I weighed-in earlier with hopes that His Excellency the Archbishop of St. Louis would find some way to arrive at a peaceable solution with St. Stanislaus which did NOT constitute a ‘victory’ for either side, but a win/win solution satisfying the needs of all. Over and over, posters kept insisting that the legalities were all on the side of His Excellency Archbishop Burke and that because the RCC is ‘not a democracy’ it fell to the parishioners of St. Stan’s to submit or else. It was unthinkable to the persons who interacted with me that anything other than a win/lose or a lose/lose solution could or should be explored.
Some comments here. I am not a Roman Catholic. Obviously, my ecclesiology is a tad different–I don’t think the Church is a democracy, per se, but neither is it an autocracy. Those charged as shepherds of the flock ought not to use their positions to lord it over their charges, but IMHO should bear in mind that they are ‘servants of the servants of Christ’–a turn of phrase coined by a Roman Catholic, btw. This said: I like the strong leadership that Archbishop Burke has brought to the Archdiocese of St. Louis. It’s a shame that ECUSA has for decades lacked leadership with the cojones (I choose the term advisedly, fully mindful of it’s politically-incorrect, gender-exclusive implications) to have put a stop to the various and sundry shenanigans that have left the Anglican movement in shambles.
I still believe that His Excellency should have done more to be a peacemaker rather than a divider on this issue, over which no pressing issues of orthodoxy immediately presented themselves. Since the public concerns of the parish were that the Archdiocese sought it’s assets as a way of off-setting the costs of Archdiciesan legal settlements and judgements due to liabilities incurred by wayward priests; AND since the parish further feared that the compromises proposed by the Archbishop did not place their parish assets beyond the reach of future adverse legal judgements; AND since the parish (wrongly im my private view) made His Excellency’s desire to exert his authority an issue, one compromise could have been as follows.
His Excellency could righly and justly insist that the St. Stanislaus Board of Directors re-affirm their allegiance to his authority within the Diocese and promising full feasance to his perogatives within his own Archdiociese. (One of the perpheral issues which brought things to a head had something to do with a unilateral action by the Board regarding a priest, undertaken without consultation with or consent by the Archbishop). In turn, His Excellency would ensure that St. Stanislaus would be appropriately served by priests capable of doing justice to an ethnic Polish parish. (Again, the Archbishop contributed to some of the ill-will in this whole affair by assigning one or more priests to the parish who did not even speak the Polish language). Finally, His Excellency could issue a decree, to which the parishioners would have to be signatory, obliging the parish to relinquish all of it’s assets to the Archdiocese no later than December 31, 2016–approximately 99 years after the parish was given the privilege of it’s peculiar status within the Archdiocese; and presumably long after His Excellency will have completed his tenure as Archbishop of St. Louis; and long after the current legal issues plaguing the American RCC should have been resolved. In turn, the Archdiocese would pledge to sustain St. Stanislaus as a Polish parish with Polish-speaking priests, so long as the parish was economically self-sustaining and retained it’s ethnic character.

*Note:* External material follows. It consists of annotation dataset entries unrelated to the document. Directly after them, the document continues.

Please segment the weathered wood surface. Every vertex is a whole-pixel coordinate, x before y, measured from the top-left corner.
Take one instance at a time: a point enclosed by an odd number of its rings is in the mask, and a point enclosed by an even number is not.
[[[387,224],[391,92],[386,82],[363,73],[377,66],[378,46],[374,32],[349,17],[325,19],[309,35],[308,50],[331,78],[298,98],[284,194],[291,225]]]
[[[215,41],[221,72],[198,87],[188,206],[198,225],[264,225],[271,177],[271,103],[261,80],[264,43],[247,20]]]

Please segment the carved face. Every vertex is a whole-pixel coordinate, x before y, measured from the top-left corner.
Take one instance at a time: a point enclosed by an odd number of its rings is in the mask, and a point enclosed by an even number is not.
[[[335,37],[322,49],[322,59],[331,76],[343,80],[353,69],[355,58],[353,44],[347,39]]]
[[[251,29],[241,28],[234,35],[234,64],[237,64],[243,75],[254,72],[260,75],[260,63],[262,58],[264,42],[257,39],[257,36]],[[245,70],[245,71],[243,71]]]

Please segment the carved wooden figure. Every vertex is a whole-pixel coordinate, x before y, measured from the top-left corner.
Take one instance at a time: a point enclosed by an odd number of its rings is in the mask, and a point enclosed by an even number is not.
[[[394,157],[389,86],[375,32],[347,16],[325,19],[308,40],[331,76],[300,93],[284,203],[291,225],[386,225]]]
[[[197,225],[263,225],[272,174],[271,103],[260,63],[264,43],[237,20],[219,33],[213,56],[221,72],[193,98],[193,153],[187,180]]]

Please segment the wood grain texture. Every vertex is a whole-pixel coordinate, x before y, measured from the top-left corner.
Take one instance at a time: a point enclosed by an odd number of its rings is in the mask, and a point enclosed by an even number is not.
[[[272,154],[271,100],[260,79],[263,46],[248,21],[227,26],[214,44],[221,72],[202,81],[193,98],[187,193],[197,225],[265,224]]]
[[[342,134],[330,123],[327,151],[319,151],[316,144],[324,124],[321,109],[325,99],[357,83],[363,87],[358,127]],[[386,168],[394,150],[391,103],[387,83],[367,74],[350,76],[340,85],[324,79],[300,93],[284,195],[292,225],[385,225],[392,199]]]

I write this two days following the first celebration of Mass by Fr. Marek Bozek and not quite a fortnight, I think, since His Excellency has excommunicated Fr. Bozek and the St. Stanislaus Board. Whether anything to heal the breach can be done now along lines such as those I suggest here is difficult to say. Had I been in His Excellency’s shoes I think I would have awaited the actual celebration of the Mass–perhaps even the end of Christmastide-to have issued the decree of excommunication. (I would have issued warnings that it was nonetheless gravely sinful to receive communion from a priest who was acting in disobedience against his rightful superiors and without faculties). At this point some further measures of public penance on the part of the parish, the Board, and Fr. Bozek would be needful, I would think. I do nonetheless hope that as this is the season where angels once proclaimed ‘Peace on earth, good-will towards men’ that some sort of peaceable resolution can yet be found among people of good will.